Doing so, the sampes of the impuse response increase beyond the above mentioned range, i.e. for n<-Nb and n>Na. Nevertheless, the residual peak distortion is less than the original one (I don't remember exactly, but I think that this last statement is true with the condition that initially the eye is not completely closed, i.e. D<1).

Regards

Z
 

I came up with an idea for confusion of post#2 (future samples):
If the equalizer has N1 taps for future samples and N2 taps for previous samples, the receiver produces any output with delay of N1 samples. This delay would be enough to get all the needed future samples. So as a whole the system will produce equalized output with a delay :D
 

David83,

ZF equalizer minimizes the metric D that you said, that is the peak distortion. But it can not reduce it to zero, unless the equalizer has infinite length.
Suppose that the equalizer has Nb taps before the curren symbol and Na taps after it. The set of coefficients that minimizes the metric D (with the constraint q0=1) is the set that makes that the response has Nb zeros before the current symbol and Na zeros after it. (Here is the reason of the name "zero forcing".)
The equalizer has Na+Nb+1 degrees of freedom: it can satisfy Na+Nb+1 conditions. They are:
qn=0 for -Nb<=n<=1
q0=1
qn=0 for 1<=n<=Na

Doing so, the sampes of the impuse response increase beyond the above mentioned range, i.e. for n<-Nb and n>Na. Nevertheless, the residual peak distortion is less than the original one (I don't remember exactly, but I think that this last statement is true with the condition that initially the eye is not completely closed, i.e.

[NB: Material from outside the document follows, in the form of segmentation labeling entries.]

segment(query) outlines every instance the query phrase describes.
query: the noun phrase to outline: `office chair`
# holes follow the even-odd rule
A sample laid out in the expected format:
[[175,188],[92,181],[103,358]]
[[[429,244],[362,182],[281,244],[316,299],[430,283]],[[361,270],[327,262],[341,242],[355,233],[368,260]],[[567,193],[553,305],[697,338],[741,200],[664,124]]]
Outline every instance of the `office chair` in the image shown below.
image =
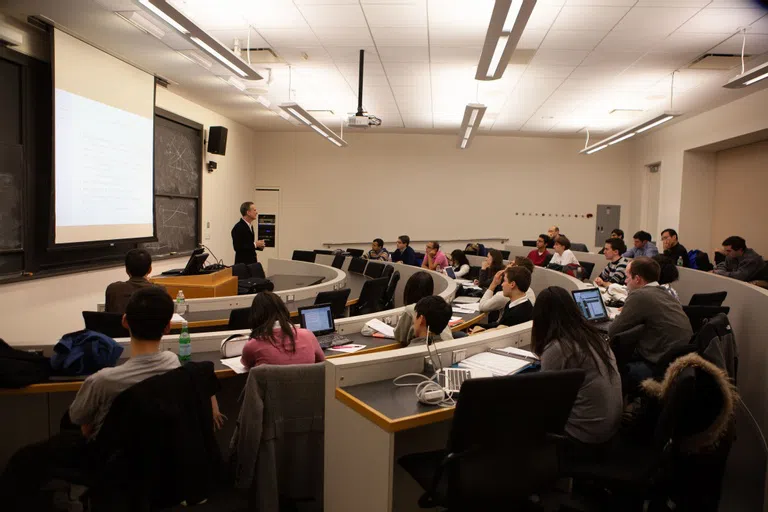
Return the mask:
[[320,292],[317,294],[317,297],[315,297],[315,305],[330,304],[333,318],[343,318],[344,313],[347,311],[347,300],[349,300],[350,292],[351,290],[349,288]]
[[425,491],[419,506],[517,510],[551,487],[558,460],[550,436],[563,432],[583,381],[583,370],[465,381],[446,448],[398,460]]
[[377,279],[384,274],[384,267],[387,265],[378,261],[369,261],[368,266],[365,267],[364,275]]
[[237,308],[229,312],[229,322],[227,329],[230,331],[239,331],[241,329],[251,328],[251,308]]
[[123,327],[122,313],[106,313],[104,311],[83,311],[85,328],[106,334],[110,338],[128,338],[130,333]]
[[333,257],[333,263],[331,263],[331,266],[333,268],[341,269],[341,267],[344,266],[344,255],[343,254],[337,254]]
[[719,307],[723,305],[723,301],[727,295],[728,292],[694,293],[691,295],[691,300],[688,301],[688,305]]
[[291,259],[293,261],[306,261],[307,263],[314,263],[315,256],[317,255],[312,251],[293,251],[293,256],[291,256]]
[[381,298],[387,290],[389,278],[370,279],[363,284],[360,298],[349,310],[349,316],[367,315],[381,311]]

D<1).

Regards

Z

Correct. But I still confused about the relationship between \[\mathcal{D}\] and ZF. Why we use the absolute value in the minimization?

Thanks

---------- Post added at 18:31 ---------- Previous post was at 18:19 ----------

I came up with an idea for confusion of post#2 (future samples):
If the equalizer has N1 taps for future samples and N2 taps for previous samples, the receiver produces any output with delay of N1 samples. This delay would be enough to get all the needed future samples. So as a whole the system will produce equalized output with a delay :D

This makes sense. Now I am confused about another thing: the concatenation of the transmit filter, channel, matched filter, and sampler has an equivalent discrete-time model with coefficients from say \[-N_1\] up to \[N_2\]. The noise output of this model is colored, and hence we do noise whitening. The concatenation of the above time-discrete model and the noise whitening filter results in an equivalent discrete-time model whose coefficients start from 0 up to \[N_2\]. This means now we do not have interference from future symbols. How to connect between the original model and the white noise model?

Regards
 

Well now the whitening filter has future samples in its implementation.

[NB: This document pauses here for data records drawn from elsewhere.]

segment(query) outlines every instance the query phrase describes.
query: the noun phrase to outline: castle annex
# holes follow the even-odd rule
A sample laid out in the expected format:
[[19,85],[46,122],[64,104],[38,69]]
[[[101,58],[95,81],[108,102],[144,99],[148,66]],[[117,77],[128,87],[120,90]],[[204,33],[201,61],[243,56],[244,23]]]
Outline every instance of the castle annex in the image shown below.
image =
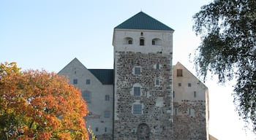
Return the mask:
[[208,139],[208,89],[173,65],[173,31],[140,12],[114,28],[113,69],[75,58],[59,71],[81,90],[98,139]]

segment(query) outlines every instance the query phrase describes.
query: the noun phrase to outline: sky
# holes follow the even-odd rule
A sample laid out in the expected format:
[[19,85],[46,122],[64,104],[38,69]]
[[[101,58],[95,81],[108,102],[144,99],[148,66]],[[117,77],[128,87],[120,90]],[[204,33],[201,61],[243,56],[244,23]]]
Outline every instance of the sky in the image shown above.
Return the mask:
[[[192,16],[210,0],[1,0],[0,63],[59,72],[77,58],[88,69],[113,69],[113,28],[143,11],[175,30],[173,63],[195,75],[189,54],[200,45]],[[243,130],[233,104],[233,82],[207,79],[210,133],[219,140],[255,139]]]

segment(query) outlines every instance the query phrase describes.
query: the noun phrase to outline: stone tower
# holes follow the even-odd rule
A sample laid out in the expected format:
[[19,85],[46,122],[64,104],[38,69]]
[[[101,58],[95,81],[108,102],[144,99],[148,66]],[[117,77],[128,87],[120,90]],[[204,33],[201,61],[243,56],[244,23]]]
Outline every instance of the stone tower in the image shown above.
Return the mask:
[[173,139],[173,31],[143,12],[114,28],[113,139]]

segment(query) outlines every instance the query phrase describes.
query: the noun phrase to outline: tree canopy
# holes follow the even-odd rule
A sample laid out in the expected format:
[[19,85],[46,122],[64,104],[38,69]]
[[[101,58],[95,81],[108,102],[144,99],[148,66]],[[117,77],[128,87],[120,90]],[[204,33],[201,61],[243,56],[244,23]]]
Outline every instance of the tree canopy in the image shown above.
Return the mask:
[[0,139],[88,139],[79,90],[45,71],[0,65]]
[[199,75],[236,79],[234,103],[239,116],[256,132],[256,1],[214,0],[193,16],[202,42],[194,59]]

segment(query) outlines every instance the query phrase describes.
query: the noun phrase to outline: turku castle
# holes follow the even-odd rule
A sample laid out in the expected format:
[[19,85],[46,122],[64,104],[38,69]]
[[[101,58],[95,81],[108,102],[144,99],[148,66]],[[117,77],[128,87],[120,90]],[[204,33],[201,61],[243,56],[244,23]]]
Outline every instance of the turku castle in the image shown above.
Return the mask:
[[59,71],[80,89],[98,139],[209,139],[208,88],[173,64],[173,32],[140,12],[114,28],[113,69],[75,58]]

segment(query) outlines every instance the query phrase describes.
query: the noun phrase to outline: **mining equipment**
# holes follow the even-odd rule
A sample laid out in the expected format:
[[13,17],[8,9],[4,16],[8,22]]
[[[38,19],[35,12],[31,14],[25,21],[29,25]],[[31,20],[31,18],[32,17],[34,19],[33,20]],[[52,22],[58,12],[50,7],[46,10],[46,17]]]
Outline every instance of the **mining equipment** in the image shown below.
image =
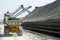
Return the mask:
[[23,20],[21,18],[17,18],[17,16],[25,11],[29,12],[28,9],[30,8],[31,6],[24,8],[23,5],[21,5],[14,13],[9,13],[9,11],[7,11],[7,13],[4,14],[3,36],[13,36],[14,34],[17,34],[18,36],[23,35],[23,28],[20,26],[23,23]]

---------- Post added at 18:56 ---------- Previous post was at 18:44 ----------

Correct. But I still confused about the relationship between \[\mathcal{D}\] and ZF. Why we use the absolute value in the minimization?

Well some ISI components are positive while others may be negative. Now positive or negative information stream will yield different values for ISI. When we minimize the sum of absolute value of 'q' , the ISI is minimized regardless of information symbol sign. If minimization is carried out on sum of 'q' (NOT absolute) the sign of information stream may result in large ISI.

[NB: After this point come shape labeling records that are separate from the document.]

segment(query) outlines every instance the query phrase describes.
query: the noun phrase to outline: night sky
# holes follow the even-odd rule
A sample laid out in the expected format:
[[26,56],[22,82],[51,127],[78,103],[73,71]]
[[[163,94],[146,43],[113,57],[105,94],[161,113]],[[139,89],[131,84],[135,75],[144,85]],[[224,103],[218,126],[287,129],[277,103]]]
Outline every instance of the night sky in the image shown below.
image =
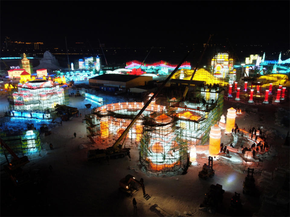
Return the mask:
[[233,44],[289,46],[289,1],[7,1],[1,42],[177,46],[229,38]]

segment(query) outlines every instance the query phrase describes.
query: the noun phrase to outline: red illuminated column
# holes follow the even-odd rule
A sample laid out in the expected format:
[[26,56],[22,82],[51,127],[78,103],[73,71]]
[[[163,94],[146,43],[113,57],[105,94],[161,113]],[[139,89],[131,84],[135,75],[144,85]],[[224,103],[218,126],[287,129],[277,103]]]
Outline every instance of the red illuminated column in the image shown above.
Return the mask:
[[281,99],[284,100],[285,99],[285,91],[286,90],[286,88],[284,87],[282,88],[282,95],[281,95]]
[[[259,83],[260,82],[258,82],[258,83]],[[259,84],[257,86],[257,93],[260,93],[260,86]]]
[[249,99],[249,101],[248,102],[253,102],[254,101],[253,101],[253,94],[254,93],[254,89],[251,89],[251,93],[250,95],[250,99]]
[[266,93],[265,94],[265,99],[263,102],[263,103],[269,103],[268,102],[268,96],[269,95],[269,90],[266,90]]
[[278,89],[277,90],[277,96],[276,98],[275,102],[280,102],[280,96],[281,95],[281,89]]
[[237,96],[236,96],[236,100],[239,101],[240,100],[240,87],[238,87],[237,88]]
[[244,88],[244,91],[247,91],[247,85],[248,85],[248,82],[245,81],[245,87]]
[[269,85],[269,93],[271,94],[272,93],[272,83],[270,83]]
[[229,87],[229,96],[230,96],[232,95],[232,87],[233,85],[230,85],[230,87]]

How do you type those formulas ??
 

Well now the whitening filter has future samples in its implementation.

So, future samples are absorbed by the whitening filter.

Returning to the whitening filter: why we use \[1/G^*(1/z^*)\] as the whitening filter again?

Another thing, in DSP books it is said that z-transform reduces to discrete-time Fourier Transform by setting \[z=e^{jw}\]. However, in the digital communication books, when evaluating the power spectrum from the z-transform, it is set \[z=e^{jwT}\], where T is the symbol duration. Why?

About typing: just write [ tex ] in the left and [ /tex ] in the right, and put Latex commands inside. Just eliminate the spaces inside [].